碰到的问题:第一个是程序的输入输出的问题,一般调程序,直接将输入写到代码里面,数组或字符串,再或是其他的数据结构。很少自己通过文件或是标准输入输出进行输入(因为这样输入很麻烦),因此碰到了这些online judge时,需要从标准输入输出中读取输入的内容,并且输入的内容是格式化形式的,或者从文件中读取内容,这个内容也基本是格式化的。因为没做过,所以手忙脚乱,不知道scanf读进来的对不对,读取文件有没有简单的方法,两次都是在不断地鼓捣这个内容的输入与结果的输出。第二个,平时写程序很随意,只要运行成功了,简单的几个测试用例过了就OK了,不会过多考虑。但是碰到了这种online judge系统之后,最简化的情况是它会输入几个测试用例,如果测试用例过了,就算程序对了,不过就不对。这样就很容易挂掉,平时写程序并不会考虑这些。结果根据提示的例子写出的代码,只能运行一部分的测试用例,而没法通过所有的测试用例。
针对这两个问题,要进行解决,第一个其实简单,把C/C++的输入输出好好熟悉一下就差不多了,再做一些练习,包括读文件写文件,读标准输入输出,以后碰到问题应该就不大了。但是第二个却不是那么好解决的问题,需要培养一种思维方式,在写代码之前,要尽可能多地想其用到的测试用例。每一个测试用例(有用的)其实就是程序中需要处理的一些逻辑的反映。
用了一下午时间,总结了一下前者,见前一篇文章。后者还需要慢慢体会了,慢慢积累,多写多试多改才能达到一个比较好的效果。

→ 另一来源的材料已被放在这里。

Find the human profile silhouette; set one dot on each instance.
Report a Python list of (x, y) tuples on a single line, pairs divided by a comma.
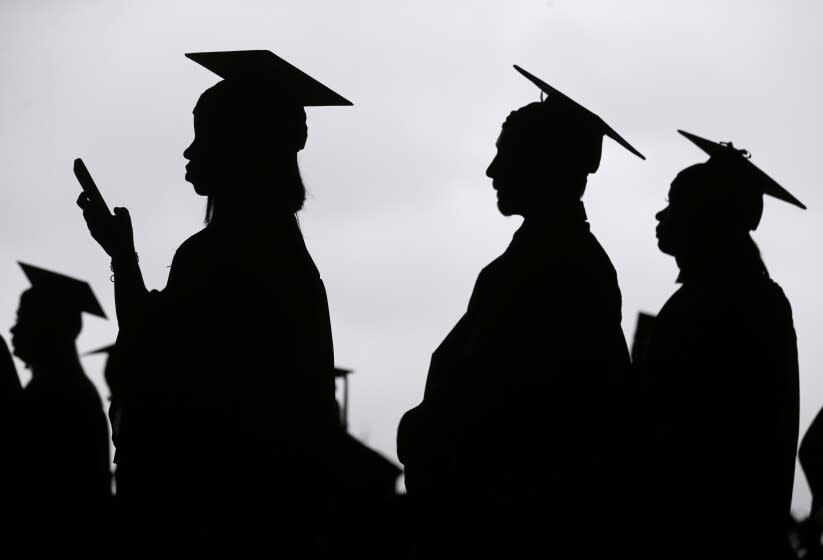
[(62, 441), (721, 370), (509, 448), (228, 413)]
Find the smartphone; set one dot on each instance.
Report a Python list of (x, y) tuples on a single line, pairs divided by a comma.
[(88, 185)]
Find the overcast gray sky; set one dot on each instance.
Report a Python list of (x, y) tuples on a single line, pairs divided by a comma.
[(401, 217)]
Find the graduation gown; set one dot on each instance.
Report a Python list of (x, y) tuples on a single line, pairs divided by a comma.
[(63, 449), (229, 413), (518, 424), (722, 374)]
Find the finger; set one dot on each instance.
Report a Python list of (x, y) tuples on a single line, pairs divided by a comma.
[(123, 214)]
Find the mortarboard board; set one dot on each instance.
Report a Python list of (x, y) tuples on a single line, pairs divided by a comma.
[(70, 293), (267, 71), (749, 173), (577, 112)]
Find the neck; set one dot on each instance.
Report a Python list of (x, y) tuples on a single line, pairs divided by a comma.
[(564, 213), (731, 258), (238, 212)]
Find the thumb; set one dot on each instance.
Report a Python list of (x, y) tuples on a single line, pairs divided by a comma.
[(123, 214)]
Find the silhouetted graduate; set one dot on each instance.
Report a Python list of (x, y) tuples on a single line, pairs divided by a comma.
[(510, 451), (722, 371), (228, 413), (63, 439)]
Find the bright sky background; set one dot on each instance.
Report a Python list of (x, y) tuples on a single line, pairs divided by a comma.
[(401, 217)]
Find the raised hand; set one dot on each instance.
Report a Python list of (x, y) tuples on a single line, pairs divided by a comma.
[(112, 232)]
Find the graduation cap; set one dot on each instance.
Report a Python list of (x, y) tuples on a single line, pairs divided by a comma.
[(268, 72), (69, 293), (738, 163), (578, 114)]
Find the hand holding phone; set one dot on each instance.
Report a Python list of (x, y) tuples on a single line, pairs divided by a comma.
[(112, 231), (91, 190)]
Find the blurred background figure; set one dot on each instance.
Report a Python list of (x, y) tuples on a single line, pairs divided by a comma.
[(721, 371), (62, 453)]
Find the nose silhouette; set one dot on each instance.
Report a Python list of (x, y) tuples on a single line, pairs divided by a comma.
[(491, 168)]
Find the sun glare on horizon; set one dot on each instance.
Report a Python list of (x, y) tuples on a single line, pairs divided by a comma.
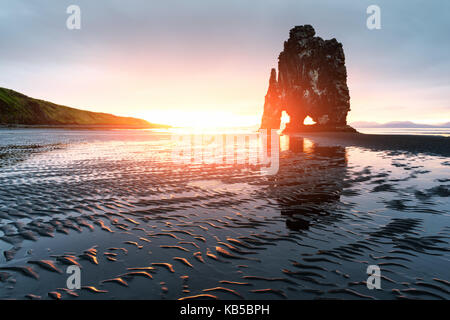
[(201, 120)]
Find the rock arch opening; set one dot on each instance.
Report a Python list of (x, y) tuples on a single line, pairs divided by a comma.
[(311, 83)]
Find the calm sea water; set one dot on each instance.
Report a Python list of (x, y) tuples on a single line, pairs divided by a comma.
[(144, 226), (413, 131)]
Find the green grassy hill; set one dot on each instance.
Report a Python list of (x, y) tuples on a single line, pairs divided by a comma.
[(18, 109)]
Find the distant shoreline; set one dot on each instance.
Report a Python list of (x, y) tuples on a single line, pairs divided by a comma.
[(80, 126), (436, 145)]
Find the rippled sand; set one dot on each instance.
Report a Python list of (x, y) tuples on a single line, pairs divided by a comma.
[(144, 227)]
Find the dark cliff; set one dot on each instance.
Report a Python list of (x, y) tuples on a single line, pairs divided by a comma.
[(312, 81)]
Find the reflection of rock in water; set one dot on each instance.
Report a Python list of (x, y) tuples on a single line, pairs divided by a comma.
[(309, 183)]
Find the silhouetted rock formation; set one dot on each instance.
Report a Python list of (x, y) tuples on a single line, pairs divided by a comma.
[(312, 81)]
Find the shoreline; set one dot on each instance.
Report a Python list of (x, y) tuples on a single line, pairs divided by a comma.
[(429, 144), (79, 126)]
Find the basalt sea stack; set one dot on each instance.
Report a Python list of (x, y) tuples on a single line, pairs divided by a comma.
[(312, 81)]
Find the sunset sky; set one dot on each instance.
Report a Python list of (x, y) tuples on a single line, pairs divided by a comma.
[(182, 62)]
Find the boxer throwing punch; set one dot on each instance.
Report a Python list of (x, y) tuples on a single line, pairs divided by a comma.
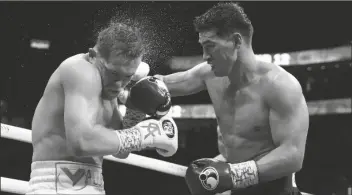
[(77, 122), (260, 108)]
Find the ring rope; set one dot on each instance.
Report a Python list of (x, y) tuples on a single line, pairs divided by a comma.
[(25, 135)]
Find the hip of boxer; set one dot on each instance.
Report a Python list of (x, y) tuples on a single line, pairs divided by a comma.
[(65, 177), (282, 186)]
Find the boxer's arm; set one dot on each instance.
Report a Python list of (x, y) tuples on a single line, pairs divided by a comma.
[(187, 82), (289, 121), (83, 136), (221, 148)]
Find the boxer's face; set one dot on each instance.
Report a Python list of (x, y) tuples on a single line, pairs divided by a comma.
[(219, 52), (117, 72)]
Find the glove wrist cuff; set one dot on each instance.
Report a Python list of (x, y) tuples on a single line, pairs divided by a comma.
[(244, 174), (130, 140)]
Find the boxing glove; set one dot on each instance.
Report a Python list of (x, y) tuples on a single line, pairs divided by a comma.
[(141, 72), (161, 134), (150, 96), (208, 176)]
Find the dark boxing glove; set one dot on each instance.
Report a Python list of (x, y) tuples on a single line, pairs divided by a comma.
[(208, 176), (150, 96)]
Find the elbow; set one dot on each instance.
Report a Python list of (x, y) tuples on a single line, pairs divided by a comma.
[(78, 146), (297, 161)]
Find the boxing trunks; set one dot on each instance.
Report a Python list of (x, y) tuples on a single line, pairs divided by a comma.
[(282, 186), (65, 177)]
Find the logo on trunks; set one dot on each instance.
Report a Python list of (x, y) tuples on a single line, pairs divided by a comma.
[(209, 178), (70, 176), (168, 128), (152, 128)]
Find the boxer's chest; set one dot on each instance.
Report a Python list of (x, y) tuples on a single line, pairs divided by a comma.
[(242, 115), (107, 114)]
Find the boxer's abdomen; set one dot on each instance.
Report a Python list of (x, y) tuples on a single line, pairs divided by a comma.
[(243, 118), (48, 127)]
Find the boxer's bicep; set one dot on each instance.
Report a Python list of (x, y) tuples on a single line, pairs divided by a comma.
[(289, 117), (186, 82), (80, 92)]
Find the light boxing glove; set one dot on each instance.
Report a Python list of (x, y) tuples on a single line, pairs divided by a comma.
[(161, 134)]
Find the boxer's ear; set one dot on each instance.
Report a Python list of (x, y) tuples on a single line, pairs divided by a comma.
[(92, 53), (236, 40)]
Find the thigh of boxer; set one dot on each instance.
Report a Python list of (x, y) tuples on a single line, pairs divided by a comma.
[(65, 177), (281, 186)]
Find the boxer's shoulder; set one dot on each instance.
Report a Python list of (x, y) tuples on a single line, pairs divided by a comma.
[(203, 70), (280, 82), (75, 71)]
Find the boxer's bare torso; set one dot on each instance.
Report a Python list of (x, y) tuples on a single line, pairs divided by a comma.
[(243, 115), (243, 118), (48, 127)]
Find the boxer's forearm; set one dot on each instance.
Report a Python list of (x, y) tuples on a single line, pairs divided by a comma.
[(220, 157), (182, 83), (132, 117), (281, 162)]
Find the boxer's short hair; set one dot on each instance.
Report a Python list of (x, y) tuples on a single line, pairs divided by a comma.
[(120, 37), (225, 18)]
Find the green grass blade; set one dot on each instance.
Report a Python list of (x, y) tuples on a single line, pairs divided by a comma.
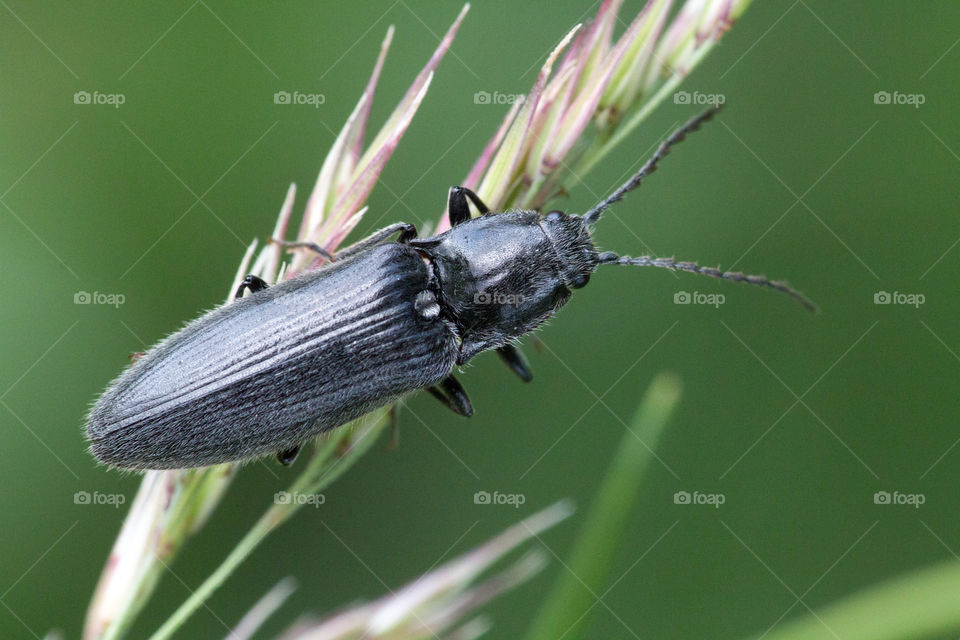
[(563, 613), (919, 604)]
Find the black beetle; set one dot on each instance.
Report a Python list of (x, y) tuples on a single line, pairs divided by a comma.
[(268, 372)]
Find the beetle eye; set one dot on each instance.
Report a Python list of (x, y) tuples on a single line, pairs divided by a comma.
[(580, 280)]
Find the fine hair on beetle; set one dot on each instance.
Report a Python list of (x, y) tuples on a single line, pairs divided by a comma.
[(270, 371)]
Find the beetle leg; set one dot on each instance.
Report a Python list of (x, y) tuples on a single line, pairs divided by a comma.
[(287, 456), (313, 246), (458, 210), (455, 397), (516, 361), (251, 282), (407, 232)]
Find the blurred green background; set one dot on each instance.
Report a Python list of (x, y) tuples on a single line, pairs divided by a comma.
[(796, 419)]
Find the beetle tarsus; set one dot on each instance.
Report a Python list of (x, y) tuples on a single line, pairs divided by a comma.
[(287, 456), (458, 209), (453, 396), (253, 283), (516, 361)]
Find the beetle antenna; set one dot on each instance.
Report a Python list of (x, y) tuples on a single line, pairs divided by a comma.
[(609, 257), (650, 166)]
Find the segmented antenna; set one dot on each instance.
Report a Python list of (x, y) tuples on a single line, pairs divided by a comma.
[(650, 166), (609, 257)]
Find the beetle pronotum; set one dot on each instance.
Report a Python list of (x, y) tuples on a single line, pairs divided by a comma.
[(268, 372)]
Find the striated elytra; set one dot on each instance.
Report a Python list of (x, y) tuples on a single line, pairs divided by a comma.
[(268, 372)]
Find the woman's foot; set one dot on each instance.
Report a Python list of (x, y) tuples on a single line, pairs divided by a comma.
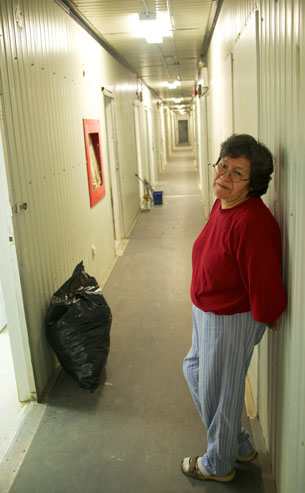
[(248, 458), (190, 467)]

总结就这么多吧,还是这些题目放在这吧,以作为以后的一个参考。
公司H:
1. 对输入的正整数进行编码,编码规则为按照对应关系,将数字中的数字做如下规则的变换:
(1,9)(2,8)(3,7)(4,6)(5,0)
例如:
输入:123
输出:987
无时间与空间限制。
#include <iostream>
using namespace std;
int main()
{
int n = 0;
int result[64] = {0};
cin >> n;
if(n < 0)
{
return 1;
}
if(n == 0)
{
cout << 5;
}
int count = 0;
while( n > 0)
{
result[count] = n % 10;
n /= 10;
count++;
}
for( int i = 0; i < count; i++)
{
switch(result[i])
{
case 0:
result[i] = 5;
break;
case 1:
result[i] = 9;
break;
case 2:
result[i] = 8;
break;
case 3:
result[i] = 7;
break;
case 4:
result[i] = 6;
break;
case 5:
result[i] = 0;
break;
case 6:
result[i] = 4;
break;
case 7:
result[i] = 3;
break;
case 8:
result[i] = 2;
break;
case 9:
result[i] = 1;
break;
}
}
for( int i = count-1; i >= 0; i--)
{
cout << result[i];
}
return 0;
}
2. 古人有"三天打鱼两天晒网"之说,给出一天,计算这一天是打鱼还是晒网,如果是打鱼输出Fishing,否则输出Sleeping。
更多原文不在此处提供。